Beyond Statistical Co-occurrence: Unlocking Intrinsic Semantics for Tabular Data Clustering
For practitioners analyzing tabular data in domains like finance and healthcare, this work addresses the limitation of ignoring feature semantics, but the improvement is incremental as it combines existing techniques (LLMs, contrastive learning, clustering).
Existing deep clustering methods for tabular data rely on statistical co-occurrence and ignore semantic knowledge in feature names/values, causing conceptually related samples to be isolated. TagCC uses LLMs to create textual anchors and contrastive learning to enrich representations with open-world semantics, significantly outperforming baselines on benchmarks.

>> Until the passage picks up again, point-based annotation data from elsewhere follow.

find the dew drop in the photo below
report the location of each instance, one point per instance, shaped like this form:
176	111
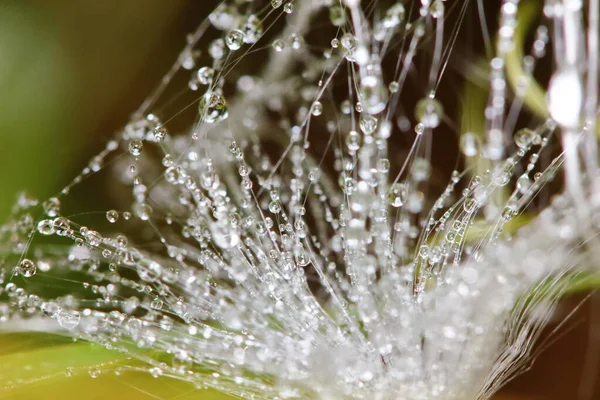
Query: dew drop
52	207
397	194
317	108
278	45
429	112
135	147
205	75
368	124
27	268
234	39
112	216
524	137
46	227
213	108
68	319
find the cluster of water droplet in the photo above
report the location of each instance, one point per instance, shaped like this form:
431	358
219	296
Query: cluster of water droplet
326	267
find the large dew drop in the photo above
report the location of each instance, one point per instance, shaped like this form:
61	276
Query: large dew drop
213	108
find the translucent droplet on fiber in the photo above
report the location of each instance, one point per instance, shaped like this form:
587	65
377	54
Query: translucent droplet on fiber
27	268
429	112
234	39
213	108
68	319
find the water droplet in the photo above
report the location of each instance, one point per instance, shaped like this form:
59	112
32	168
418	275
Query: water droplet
353	141
46	227
348	41
142	210
213	108
112	216
524	137
205	75
68	319
337	15
252	29
469	144
429	112
50	309
368	124
317	108
52	207
62	226
397	194
275	207
278	45
565	97
234	39
421	169
27	268
135	147
523	183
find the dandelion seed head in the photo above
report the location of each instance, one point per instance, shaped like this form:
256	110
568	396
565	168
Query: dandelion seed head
282	247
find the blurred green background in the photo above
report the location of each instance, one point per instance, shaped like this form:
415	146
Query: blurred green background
71	73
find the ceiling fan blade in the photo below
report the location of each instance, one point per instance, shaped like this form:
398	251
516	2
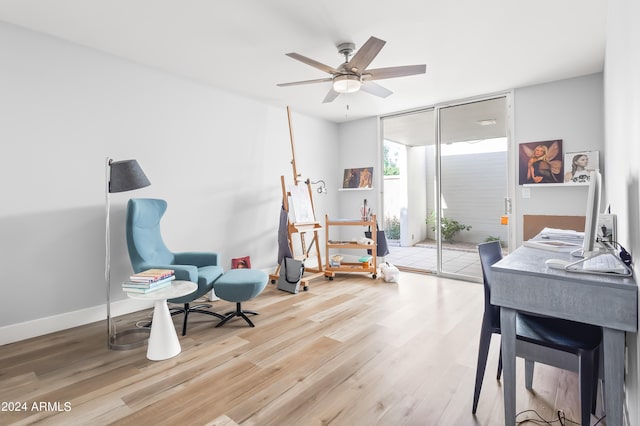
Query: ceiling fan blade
331	96
392	72
313	63
375	89
365	55
296	83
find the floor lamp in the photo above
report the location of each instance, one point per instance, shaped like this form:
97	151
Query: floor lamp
121	176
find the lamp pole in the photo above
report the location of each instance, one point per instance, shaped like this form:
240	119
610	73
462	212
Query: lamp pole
120	176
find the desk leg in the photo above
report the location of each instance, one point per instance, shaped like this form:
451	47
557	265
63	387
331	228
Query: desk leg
163	340
508	331
613	374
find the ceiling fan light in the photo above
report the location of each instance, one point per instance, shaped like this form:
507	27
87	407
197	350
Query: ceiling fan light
346	83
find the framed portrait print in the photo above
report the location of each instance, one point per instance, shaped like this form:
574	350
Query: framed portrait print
540	162
358	178
577	166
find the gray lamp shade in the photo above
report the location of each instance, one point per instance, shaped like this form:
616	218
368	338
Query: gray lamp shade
126	175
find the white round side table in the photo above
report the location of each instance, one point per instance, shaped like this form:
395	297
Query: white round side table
163	339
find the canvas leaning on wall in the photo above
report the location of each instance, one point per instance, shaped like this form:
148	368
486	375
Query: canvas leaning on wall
577	166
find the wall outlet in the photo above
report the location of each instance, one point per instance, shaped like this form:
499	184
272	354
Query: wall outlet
607	227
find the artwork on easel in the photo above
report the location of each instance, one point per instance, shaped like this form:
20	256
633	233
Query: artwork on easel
358	178
577	166
300	207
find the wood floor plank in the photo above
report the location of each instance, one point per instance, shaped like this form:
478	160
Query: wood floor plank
350	351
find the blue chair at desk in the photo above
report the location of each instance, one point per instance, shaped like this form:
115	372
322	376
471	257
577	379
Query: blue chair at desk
539	339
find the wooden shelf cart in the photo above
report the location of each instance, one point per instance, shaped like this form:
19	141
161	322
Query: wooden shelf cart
350	267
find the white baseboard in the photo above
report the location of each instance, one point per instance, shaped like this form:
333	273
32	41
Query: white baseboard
41	326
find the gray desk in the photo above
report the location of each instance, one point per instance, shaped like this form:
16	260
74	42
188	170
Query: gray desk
522	282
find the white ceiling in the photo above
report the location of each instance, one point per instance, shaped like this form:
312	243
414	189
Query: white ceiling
470	47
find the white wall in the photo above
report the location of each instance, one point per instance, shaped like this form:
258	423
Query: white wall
571	110
215	157
622	144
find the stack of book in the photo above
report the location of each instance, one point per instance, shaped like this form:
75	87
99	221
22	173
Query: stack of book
149	280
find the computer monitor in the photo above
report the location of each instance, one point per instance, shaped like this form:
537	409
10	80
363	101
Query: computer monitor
592	214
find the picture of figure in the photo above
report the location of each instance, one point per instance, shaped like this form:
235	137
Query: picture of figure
578	165
365	178
351	178
538	163
358	178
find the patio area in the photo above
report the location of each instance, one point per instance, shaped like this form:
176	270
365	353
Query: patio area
459	258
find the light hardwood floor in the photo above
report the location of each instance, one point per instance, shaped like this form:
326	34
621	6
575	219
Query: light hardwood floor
352	351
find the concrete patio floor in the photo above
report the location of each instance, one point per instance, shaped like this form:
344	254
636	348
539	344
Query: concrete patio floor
463	260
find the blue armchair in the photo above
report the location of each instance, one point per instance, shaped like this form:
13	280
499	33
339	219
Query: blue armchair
147	250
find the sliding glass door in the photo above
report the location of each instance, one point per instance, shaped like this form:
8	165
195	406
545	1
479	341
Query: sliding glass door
445	185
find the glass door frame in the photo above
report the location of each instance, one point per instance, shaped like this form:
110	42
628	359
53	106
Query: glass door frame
511	171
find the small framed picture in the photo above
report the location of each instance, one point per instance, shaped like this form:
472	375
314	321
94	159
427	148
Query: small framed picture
577	166
541	162
358	178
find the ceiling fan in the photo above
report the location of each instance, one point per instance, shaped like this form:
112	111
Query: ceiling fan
352	75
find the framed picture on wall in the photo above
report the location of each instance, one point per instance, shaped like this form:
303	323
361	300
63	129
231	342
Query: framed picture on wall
358	178
541	162
577	166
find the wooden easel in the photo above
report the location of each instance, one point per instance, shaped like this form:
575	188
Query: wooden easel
300	229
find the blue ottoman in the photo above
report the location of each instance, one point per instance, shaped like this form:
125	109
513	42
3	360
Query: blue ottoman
239	285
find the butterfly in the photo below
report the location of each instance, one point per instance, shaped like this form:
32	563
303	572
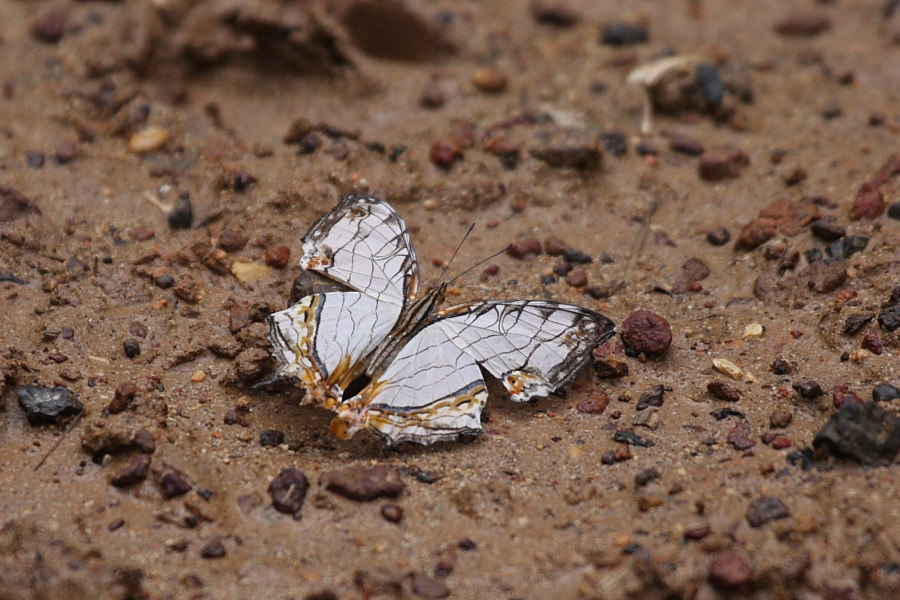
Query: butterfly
385	357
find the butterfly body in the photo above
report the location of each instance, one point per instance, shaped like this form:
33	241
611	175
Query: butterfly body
420	367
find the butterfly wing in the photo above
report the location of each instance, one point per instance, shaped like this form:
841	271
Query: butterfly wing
364	243
321	340
433	390
533	347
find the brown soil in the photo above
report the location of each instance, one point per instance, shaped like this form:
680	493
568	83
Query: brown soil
528	510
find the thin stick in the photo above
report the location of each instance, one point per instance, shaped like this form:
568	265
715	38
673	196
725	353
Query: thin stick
59	441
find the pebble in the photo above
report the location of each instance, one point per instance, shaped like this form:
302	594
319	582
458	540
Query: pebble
624	34
136	471
123	398
885	392
182	214
595	404
722	391
148	139
806	23
288	491
424	586
868	204
765	510
45	405
722	162
213	549
865	432
363	483
731	571
271	437
718	237
646	332
174	484
392	513
741	436
488	79
278	257
780	418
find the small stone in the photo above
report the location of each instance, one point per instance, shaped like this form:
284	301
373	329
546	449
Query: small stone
136	471
595	404
288	491
490	80
718	237
885	392
730	570
864	432
213	549
646	332
278	256
741	436
444	153
123	398
652	398
45	405
364	484
148	139
686	145
780	418
808	389
806	23
391	513
424	586
827	229
182	214
723	391
173	484
624	34
271	437
722	162
131	347
868	204
765	510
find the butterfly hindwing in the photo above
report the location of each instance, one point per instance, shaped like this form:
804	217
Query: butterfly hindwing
364	243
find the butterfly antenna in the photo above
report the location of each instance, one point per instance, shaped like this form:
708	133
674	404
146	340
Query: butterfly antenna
446	266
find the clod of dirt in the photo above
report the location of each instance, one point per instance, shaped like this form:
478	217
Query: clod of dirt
288	491
646	332
765	510
864	432
364	484
45	405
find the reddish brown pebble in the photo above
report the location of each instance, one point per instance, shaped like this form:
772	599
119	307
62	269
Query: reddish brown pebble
595	404
868	204
214	549
723	391
278	256
577	278
444	153
805	23
722	162
490	80
780	418
392	513
123	398
730	570
647	332
137	470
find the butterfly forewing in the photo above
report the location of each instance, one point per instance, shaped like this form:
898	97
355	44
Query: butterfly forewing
364	243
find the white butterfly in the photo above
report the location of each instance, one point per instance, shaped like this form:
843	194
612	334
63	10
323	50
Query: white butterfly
383	357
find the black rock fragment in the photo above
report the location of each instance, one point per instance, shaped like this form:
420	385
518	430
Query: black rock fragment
48	405
865	432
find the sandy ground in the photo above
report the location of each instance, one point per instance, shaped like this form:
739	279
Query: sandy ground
509	115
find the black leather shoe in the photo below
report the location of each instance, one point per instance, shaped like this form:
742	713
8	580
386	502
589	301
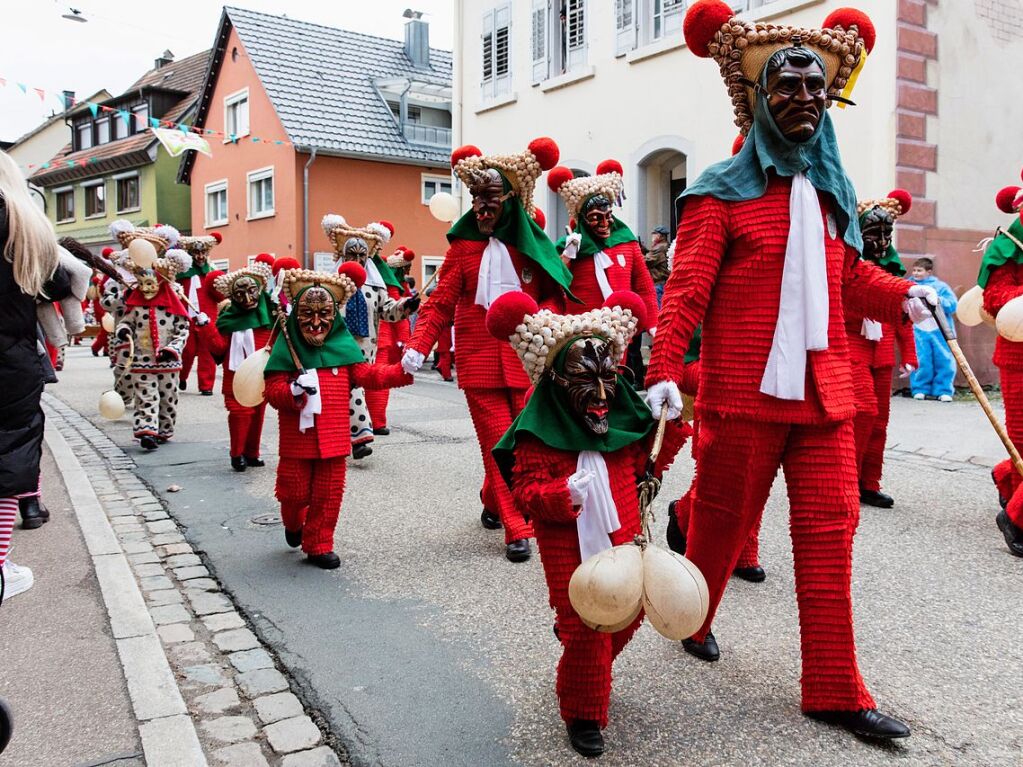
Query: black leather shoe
329	560
1014	536
866	723
676	539
705	650
876	499
755	574
519	550
584	734
34	513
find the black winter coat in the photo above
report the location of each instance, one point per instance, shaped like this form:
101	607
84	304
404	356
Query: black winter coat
20	375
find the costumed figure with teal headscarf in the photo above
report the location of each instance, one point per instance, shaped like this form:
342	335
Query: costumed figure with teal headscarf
872	348
496	247
573	458
768	260
367	308
1002	280
243	324
314	364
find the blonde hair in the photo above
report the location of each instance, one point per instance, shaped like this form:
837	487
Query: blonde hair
32	245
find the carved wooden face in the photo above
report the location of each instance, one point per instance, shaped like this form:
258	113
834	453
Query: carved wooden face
245	291
590	381
315	314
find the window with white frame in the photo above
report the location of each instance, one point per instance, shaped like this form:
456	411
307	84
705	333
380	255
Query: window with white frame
496	49
261	193
216	204
236	115
434	184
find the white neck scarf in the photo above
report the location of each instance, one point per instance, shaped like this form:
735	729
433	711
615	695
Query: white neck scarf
497	274
242	345
803	311
598	515
313	406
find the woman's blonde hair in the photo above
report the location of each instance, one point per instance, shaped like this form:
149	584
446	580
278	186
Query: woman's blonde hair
32	245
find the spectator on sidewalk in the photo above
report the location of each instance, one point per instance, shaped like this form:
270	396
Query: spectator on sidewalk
29	271
933	379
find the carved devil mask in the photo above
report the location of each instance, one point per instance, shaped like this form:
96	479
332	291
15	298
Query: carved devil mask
589	377
315	314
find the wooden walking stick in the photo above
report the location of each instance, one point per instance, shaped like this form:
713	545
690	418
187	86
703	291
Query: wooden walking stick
949	334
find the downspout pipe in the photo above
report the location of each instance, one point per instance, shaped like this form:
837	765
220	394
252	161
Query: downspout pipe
305	209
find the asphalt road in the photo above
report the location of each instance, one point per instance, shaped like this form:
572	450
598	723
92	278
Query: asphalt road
428	647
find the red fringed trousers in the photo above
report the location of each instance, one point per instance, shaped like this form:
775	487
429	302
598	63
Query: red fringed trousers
492	411
310	491
739	460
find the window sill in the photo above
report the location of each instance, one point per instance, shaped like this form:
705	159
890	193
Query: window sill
569	78
498	102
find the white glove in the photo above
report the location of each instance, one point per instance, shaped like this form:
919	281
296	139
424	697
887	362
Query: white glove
411	361
665	393
579	485
915	307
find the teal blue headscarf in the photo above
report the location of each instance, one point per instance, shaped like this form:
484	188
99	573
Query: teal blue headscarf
744	176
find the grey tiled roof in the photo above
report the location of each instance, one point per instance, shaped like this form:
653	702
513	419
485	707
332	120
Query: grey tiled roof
320	80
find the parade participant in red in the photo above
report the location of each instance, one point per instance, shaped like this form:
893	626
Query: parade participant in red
494	249
872	349
574	456
313	366
392	336
1002	279
191	283
603	253
767	257
241	327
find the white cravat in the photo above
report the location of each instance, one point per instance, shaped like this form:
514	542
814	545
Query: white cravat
242	345
598	515
313	406
803	310
497	274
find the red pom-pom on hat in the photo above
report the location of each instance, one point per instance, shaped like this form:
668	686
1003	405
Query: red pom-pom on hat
507	313
848	17
903	197
703	20
464	151
545	151
1006	198
610	166
559	176
353	271
632	302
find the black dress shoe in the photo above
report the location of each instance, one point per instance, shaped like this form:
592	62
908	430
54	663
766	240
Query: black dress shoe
876	499
519	550
865	723
329	560
676	539
705	650
584	734
1014	536
753	575
34	514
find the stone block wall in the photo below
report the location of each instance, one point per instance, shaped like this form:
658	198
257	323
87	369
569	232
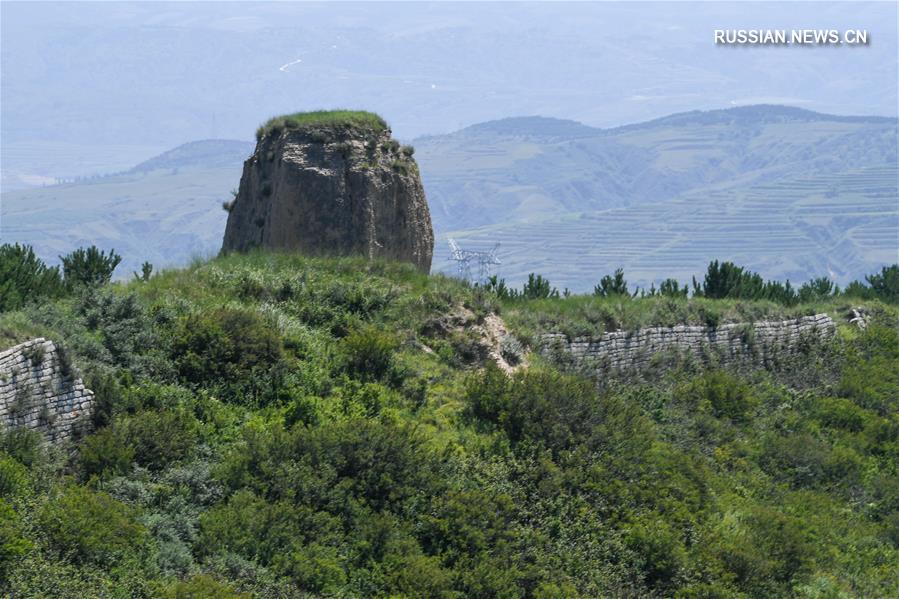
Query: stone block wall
39	390
759	343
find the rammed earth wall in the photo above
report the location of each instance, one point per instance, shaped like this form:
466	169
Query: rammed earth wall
39	390
764	343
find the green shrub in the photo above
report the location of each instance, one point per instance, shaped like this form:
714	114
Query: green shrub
369	353
201	586
612	285
723	394
660	551
536	405
224	346
160	438
89	267
14	477
105	454
91	527
25	278
13	543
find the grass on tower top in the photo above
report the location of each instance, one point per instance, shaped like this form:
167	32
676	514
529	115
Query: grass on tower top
357	119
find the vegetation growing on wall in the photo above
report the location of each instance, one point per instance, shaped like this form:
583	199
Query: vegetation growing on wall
272	425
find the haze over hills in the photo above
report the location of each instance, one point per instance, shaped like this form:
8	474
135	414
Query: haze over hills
96	87
787	192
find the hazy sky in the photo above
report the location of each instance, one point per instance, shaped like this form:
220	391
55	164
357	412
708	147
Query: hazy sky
92	77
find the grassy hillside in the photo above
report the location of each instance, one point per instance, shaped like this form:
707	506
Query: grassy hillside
790	193
272	426
166	210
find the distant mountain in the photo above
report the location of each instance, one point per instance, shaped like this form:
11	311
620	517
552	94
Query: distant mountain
531	126
207	154
788	192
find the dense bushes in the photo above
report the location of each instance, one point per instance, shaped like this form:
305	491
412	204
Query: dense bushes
25	278
275	426
228	349
87	526
89	267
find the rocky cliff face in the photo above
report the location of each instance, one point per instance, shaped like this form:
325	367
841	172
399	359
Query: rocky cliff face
766	343
38	390
332	190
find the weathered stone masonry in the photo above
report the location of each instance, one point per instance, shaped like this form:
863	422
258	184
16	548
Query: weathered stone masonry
39	390
623	351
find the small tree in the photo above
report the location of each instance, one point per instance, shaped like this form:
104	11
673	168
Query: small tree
24	277
817	289
146	271
538	288
89	267
671	288
886	284
612	285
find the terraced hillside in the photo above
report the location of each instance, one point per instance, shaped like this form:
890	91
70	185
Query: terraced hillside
836	225
793	193
787	192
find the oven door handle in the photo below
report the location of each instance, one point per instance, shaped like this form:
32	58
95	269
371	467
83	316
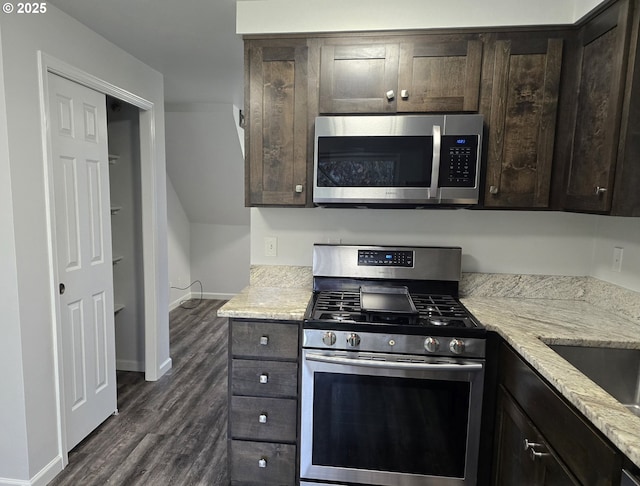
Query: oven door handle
396	365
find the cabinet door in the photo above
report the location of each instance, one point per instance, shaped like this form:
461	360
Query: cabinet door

Deep Clustering (DC) has emerged as a powerful tool for tabular data analysis in real-world domains like finance and healthcare. However, most existing methods rely on data-level statistical co-occurrence to infer the latent metric space, often overlooking the intrinsic semantic knowledge encapsulated in feature names and values. As a result, semantically related concepts like `Flu' and `Cold' are often treated as symbolic tokens, causing conceptually related samples to be isolated. To bridge the gap between dataset-specific statistics and intrinsic semantic knowledge, this paper proposes Tabular-Augmented Contrastive Clustering (TagCC), a novel framework that anchors statistical tabular representations to open-world textual concepts. Specifically, TagCC utilizes Large Language Models (LLMs) to distill underlying data semantics into textual anchors via semantic-aware transformation. Through Contrastive Learning (CL), the framework enriches the statistical tabular representations with the open-world semantics encapsulated in these anchors. This CL framework is jointly optimized with a clustering objective, ensuring that the learned representations are both semantically coherent and clustering-friendly. Extensive experiments on benchmark datasets demonstrate that TagCC significantly outperforms its counterparts.